Les personnages qui façonnent l’imaginaire collectif à partir de la production cinématographique manquent de diversité démontre l’étude « Cinégalité ». Les hommes blancs restent en haut de l’affiche.
Ce sont principalement des hommes et plutôt des hommes blancs hétéros de tous âges qui se donnent à voir sur le grand écran. Il suffit d’aller dans les salles obscures pour le constater. Mais à quel point ? A l’occasion de ses assises annuelles, le Collectif 50/50 a présenté les premiers résultats d’une vaste étude sur la diversité à l’écran.
« Cinégalité » étudie les Inégalités de représentation dans le cinéma français comme le fait le CSA avec son baromètre de la diversité à la télévision depuis 2018.
« Le cinéma n’a pas vocation à refléter parfaitement le réel.
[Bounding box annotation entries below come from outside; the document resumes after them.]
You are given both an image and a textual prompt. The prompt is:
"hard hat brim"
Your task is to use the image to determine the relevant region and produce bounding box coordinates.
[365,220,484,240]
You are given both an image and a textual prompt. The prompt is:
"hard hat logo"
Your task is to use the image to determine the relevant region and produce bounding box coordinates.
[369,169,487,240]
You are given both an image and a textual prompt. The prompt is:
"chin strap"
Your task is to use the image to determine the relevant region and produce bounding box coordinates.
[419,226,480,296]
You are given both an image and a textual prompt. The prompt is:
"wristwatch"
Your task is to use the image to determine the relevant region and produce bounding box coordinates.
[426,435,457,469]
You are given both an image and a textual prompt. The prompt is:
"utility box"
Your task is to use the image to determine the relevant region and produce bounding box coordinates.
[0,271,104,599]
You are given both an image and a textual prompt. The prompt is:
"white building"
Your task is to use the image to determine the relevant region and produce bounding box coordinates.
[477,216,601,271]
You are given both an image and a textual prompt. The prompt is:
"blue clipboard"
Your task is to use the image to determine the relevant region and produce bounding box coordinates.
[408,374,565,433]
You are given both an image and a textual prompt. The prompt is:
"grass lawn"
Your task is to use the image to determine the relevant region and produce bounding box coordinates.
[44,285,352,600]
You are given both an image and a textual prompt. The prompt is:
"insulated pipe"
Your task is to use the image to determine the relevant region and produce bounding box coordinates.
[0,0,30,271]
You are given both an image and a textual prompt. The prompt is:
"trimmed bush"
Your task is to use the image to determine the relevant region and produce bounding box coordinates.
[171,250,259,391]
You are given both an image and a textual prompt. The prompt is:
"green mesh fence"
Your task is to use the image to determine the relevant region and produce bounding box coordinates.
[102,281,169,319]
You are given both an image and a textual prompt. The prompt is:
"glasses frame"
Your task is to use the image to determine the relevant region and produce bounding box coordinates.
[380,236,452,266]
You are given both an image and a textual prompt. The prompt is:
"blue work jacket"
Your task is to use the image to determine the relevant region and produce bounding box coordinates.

Cependant il participe à la réalisation d’imaginaire du monde social et produit des récits qui risquent parfois d’enfermer des groupes sociaux dans des assignations ou peut au contraire ouvrir sur des rôles possibles » prévient Maxime Cervulle, professeur en sciences de l’information et de la communication à l’université Paris-VIII qui a réalisé l’étude avec Sarah Lécossais, maîtresse de conférences en sciences de l’information et de la communication à l’université Sorbonne Paris-Nord.
Qui peuple le cinéma français ? Qui est relégué à la marge ? Comment sont présentés tel ou tel type de population ? Les chercheurs ont analysé le cinéma à partie d’un corpus des 100 films les plus financés et des 100 films ayant fait le plus d’entrées. Ils ont retenu 115 films et ont indexé 1591 personnages.
L’étude compare la place des certaines catégories de population au cinéma et leur place dans la vraie vie avec les chiffres de l’Institut national de la statistique et des études économiques (Insee).
Ainsi, si les femmes représentent 52 % de la population française, on n’en compte plus que 40 % dans les films étudiés… Et 38 % lorsqu’il s’agit du personnage principal. Si le cinéma français compte presque autant de personnages féminins sur la tranche 20 / 34 ans, en revanche les personnages masculins sont beaucoup plus nombreux chez les moins de 15 ans (83 % des personnages principaux). Et chez les 50/64 ans, on entre dans ce que l’association Actrices et acteurs de France associés (AFAA) a appelé le « tunnel de la comédienne de 50 ans ». Seulement 1,2 % des personnages principaux de cette tranche d’âge sont des femmes, alors qu’elles représentent 21,6 % de la population française. Autre donnée : une femme personnage principal sur deux apparaît dénudée dans le film contre 38 % des hommes.
Concernant le critère « d’origine perçue », 81 % des personnages principaux sont perçus comme étant des Blancs. Pour les personnages principaux, si l’on trouve quelques femmes perçues comme non blanches chez les jeunes, elles sont quasiment inexistantes quand elles sont âgées.
Les personnages perçus comme non blancs sont aussi sur-représentés parmi ceux qui s’engagent dans des activités illégales ou marginales, 40 % ont un accent étranger et 31 % parlent une langue étrangère.
Dans les films français, 11 % des personnages « racisés » commettent des crimes, contre 4 % des personnages perçus comme blancs. Et parmi les personnages perçus comme musulmans, 28 % sont montrés dans des actes de délinquance ou de criminalité.
Le décalage entre l’imaginaire construit par le cinéma et la réalité se retrouve dans le statut socioprofessionnel des personnages principaux : les cadres représentent 51 % des personnages sur grand écran alors qu’ils ne comptent que pour 18 % de la population active en France. Les ouvriers, en revanche représentent 21 % des actifs mais seulement 4 % des personnages de cinéma et sont plutôt mis en scène dans des comédies… « On rit davantage des classes moyennes, les classes supérieures se retrouvent dans les drames » constate Maxime Cervulle.
L’argent public va aux hommes
L’étude fait enfin un focus sur les 15 films les plus financés : tous ont été réalisés par un ou des hommes. Dans deux d’entre eux, une femme a écrit en duo avec un homme et quatre femmes se sont glissées sur l’un des 45 postes de création. Focus sur les 7 films les plus financés : tous sont entièrement réalisés écrits et produits par des hommes. Pour les 15 plus financés, 80 % des personnages principaux sont des hommes.
Le collectif 50/50 qui veut engager le cinéma sur la voie de l’éga-conditionnalité des financements suit de près l’initiative adoptée en 2018 par le Centre National de Cinématographie : un bonus de 15% pour les films dont les équipes sont paritaires. Une initiative qui semble porter ses fruits mais il en faudra encore d’autres pour résorber les écarts.